Figura 2. A, B e C: Transoperatório , mostrando as duas incisões cutâneas posteriores; D: Reconstrução da unidade escafa-helicoidal com enxerto cartilaginoso em superfície anterior da hélix para estabilização da unidade.



A orelha foi então reposicionada para trás com o uso de fixação conchal na mastoide com 4-0 PDS (Ethicon, Inc., Somerville, N.J.) até que a aparência desejada fosse alcançada. Antes de suturar a pele retroauricular, foi avaliado o ângulo cefaloauricular, que deve ser de cerca de 30º. No final da cirurgia, o curativo foi feito usando algodão úmido, modelando a superfície lateral da orelha.

Foi realizado um curativo contensivo da cabeça. Após 24 horas de pós-operatório, o curativo foi retirado para avaliar a presença de hematomas, sendo então mantido por mais 5 dias. A sutura cutânea foi removida do 7º ao 10º dia pós-operatório. Em todo o tempo pós-operatório, não foram observadas quaisquer complicações. O tempo de seguimento foi de 8 meses pós-operatório (Figura 3).

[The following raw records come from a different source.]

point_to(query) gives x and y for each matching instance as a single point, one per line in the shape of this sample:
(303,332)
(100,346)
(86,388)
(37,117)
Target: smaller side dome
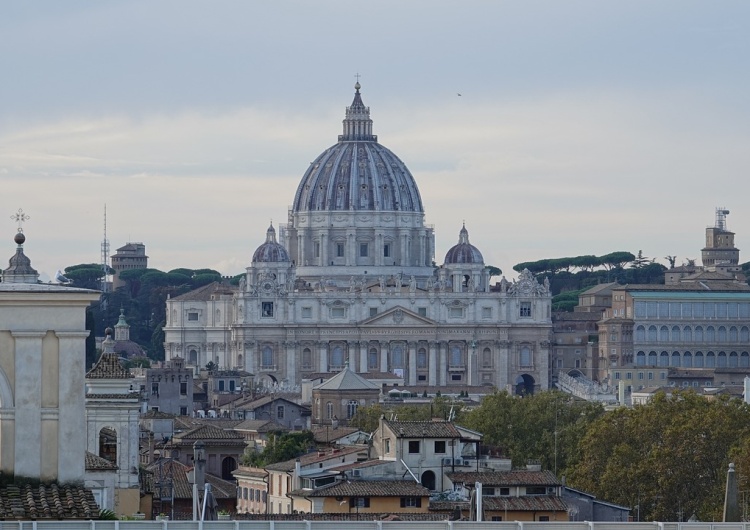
(271,251)
(464,252)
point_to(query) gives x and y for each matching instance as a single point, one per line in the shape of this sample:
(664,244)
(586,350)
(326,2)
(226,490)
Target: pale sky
(583,127)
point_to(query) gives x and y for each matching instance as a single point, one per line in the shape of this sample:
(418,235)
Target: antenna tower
(721,218)
(107,279)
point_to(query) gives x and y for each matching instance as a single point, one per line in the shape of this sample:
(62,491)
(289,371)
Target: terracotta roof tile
(423,429)
(517,477)
(97,463)
(47,502)
(372,488)
(177,472)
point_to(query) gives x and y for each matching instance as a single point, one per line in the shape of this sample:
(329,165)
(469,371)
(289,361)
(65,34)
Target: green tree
(282,446)
(546,426)
(666,460)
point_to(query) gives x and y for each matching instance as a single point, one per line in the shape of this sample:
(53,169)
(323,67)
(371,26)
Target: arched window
(266,360)
(733,360)
(675,361)
(428,480)
(721,360)
(307,358)
(710,360)
(698,362)
(456,356)
(228,465)
(487,358)
(664,359)
(336,360)
(525,357)
(421,358)
(397,356)
(108,444)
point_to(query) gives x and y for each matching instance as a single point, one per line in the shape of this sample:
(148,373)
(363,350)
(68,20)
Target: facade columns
(71,424)
(323,359)
(412,363)
(443,363)
(291,362)
(384,350)
(432,377)
(250,357)
(351,354)
(363,364)
(28,389)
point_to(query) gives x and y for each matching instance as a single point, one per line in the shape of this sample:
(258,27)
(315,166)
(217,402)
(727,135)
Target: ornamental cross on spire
(20,217)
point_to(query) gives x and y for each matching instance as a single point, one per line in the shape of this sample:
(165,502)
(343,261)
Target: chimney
(731,505)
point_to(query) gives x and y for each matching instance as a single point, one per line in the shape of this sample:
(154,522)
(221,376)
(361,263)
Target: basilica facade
(351,280)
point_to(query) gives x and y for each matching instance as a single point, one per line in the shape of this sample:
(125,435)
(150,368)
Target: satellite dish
(61,279)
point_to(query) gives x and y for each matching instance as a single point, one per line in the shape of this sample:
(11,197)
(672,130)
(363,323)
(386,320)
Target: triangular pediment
(398,316)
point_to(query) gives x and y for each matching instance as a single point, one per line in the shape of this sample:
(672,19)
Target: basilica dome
(464,252)
(357,173)
(271,251)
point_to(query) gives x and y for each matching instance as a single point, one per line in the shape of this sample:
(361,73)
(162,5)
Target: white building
(353,278)
(42,366)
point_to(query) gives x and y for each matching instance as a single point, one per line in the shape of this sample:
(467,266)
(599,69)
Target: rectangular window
(359,502)
(456,312)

Figura 3. Pós-operatório de 8 meses após otoplastia com total correção da orelha em abano e restauração da unidade escafa-helicoidal , dando um contorno auricular mais curvilíneo e harmonioso.



DISCUSSÃO

A correção de orelhas proeminentes por meio de técnicas cirúrgicas que proporcionam um olhar harmonioso, natural e simétrico há muito tempo representa um grande desafio para cirurgiões plásticos. Diversas técnicas cirúrgicas apareceram ao longo dos anos, visando à correção da orelha proeminente.

O pavilhão auricular é uma estrutura elástica cartilaginosa com muitos detalhes e este fato torna-se a cirurgia da orelha proeminente um procedimento complexo. Várias técnicas e táticas foram desenvolvidas para alcançar uma aparência estética normal1-10.

Na técnica de otoplastia realizada neste caso, abordamos a cartilagem conchal para tratar a hipertrofia e colher um enxerto para estabilizar a nova unidade de escafo-helicoidal. Em uma primeira impressão, havia uma deficiência da cartilagem e pele da escafa. No entanto, depois de ter libertado de anexos fibrosos entre a escafa e a face anterior da hélice, uma nova unidade escafo-helicoidal foi restaurada em uma posição adequada.

Todas as incisões cutâneas para abordar a escafa anterior foram posteriores, o que representou ausência de cicatriz na superfície anterior da orelha. Geralmente, após o tratamento cirúrgico da hipertrofia conchal, uma elipse de pele ao longo do sulco posterior é removida anteriormente.

Neste caso, após a incisão do sulco posterior para acessar a cartilagem da concha, nós deslocamos toda a pele posterior para atingir a incisão posterossuperior ao nível da escafa. Este segmento cutâneo inferoposterior deslizou para cima para fechar a abertura da incisão posterossuperior na região da escafa. Esta lacuna foi devido ao uso de retalho cutâneo para cobrir anteriormente a nova cartilagem da unidade escafo-helicoidal.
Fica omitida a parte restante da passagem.